Appellate Lawyers Have Duty to Supplement Briefing if Law Changes After Submission

yogi_berra_quoteOn October 6, 2014, the New Jersey Supreme Court found a criminal-defense lawyer to be ineffective because he failed to keep informed about changes in the law applicable to a case he had argued eight days earlier. See New Jersey v. O’Neil, No. A-68 September Term 2012, 072072, 2014 BL 277636 (N.J. Oct. 06, 2014). At trial, the defendant was charged with committing murder. He claimed the shooting was justified in self-defense. The district court charged the jury that self-defense was a justification for committing murder, but that the defense did not apply to lesser-included offenses, including manslaughter. The defendant was convicted of manslaughter and a weapons charge.

On appeal, appellate counsel did not challenge the trial court’s self-defense charge. Eight days after the case was argued and submitted, however, another panel of the court held that self-defense was applicable to both a charge of manslaughter and possession of a weapon for an unlawful purpose. The change went unnoticed by appellate counsel, and the defendant’s conviction and sentence were affirmed.

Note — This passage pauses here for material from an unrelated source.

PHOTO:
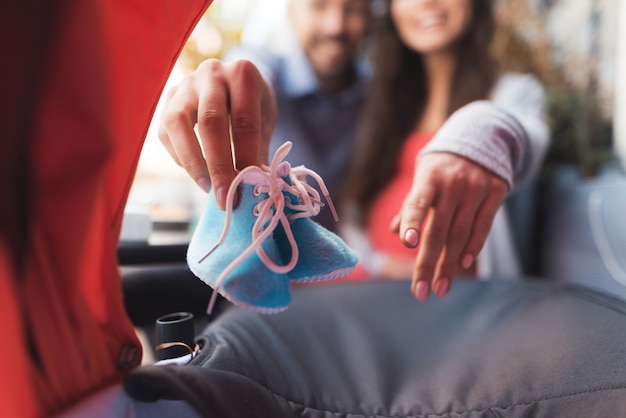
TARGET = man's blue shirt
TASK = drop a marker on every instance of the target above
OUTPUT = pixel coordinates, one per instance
(321, 126)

In O’Neil, the New Jersey Supreme Court found appellate counsel’s representation to be “ineffective” under the Sixth Amendment, and vacated the defendant’s manslaughter conviction. Said the court:

“[O]nce a change — particularly an important and relevant change — does come about,” counsel is expected to be aware of it. . . . If every person is presumed to know the law, no exception can be made for appellate counsel.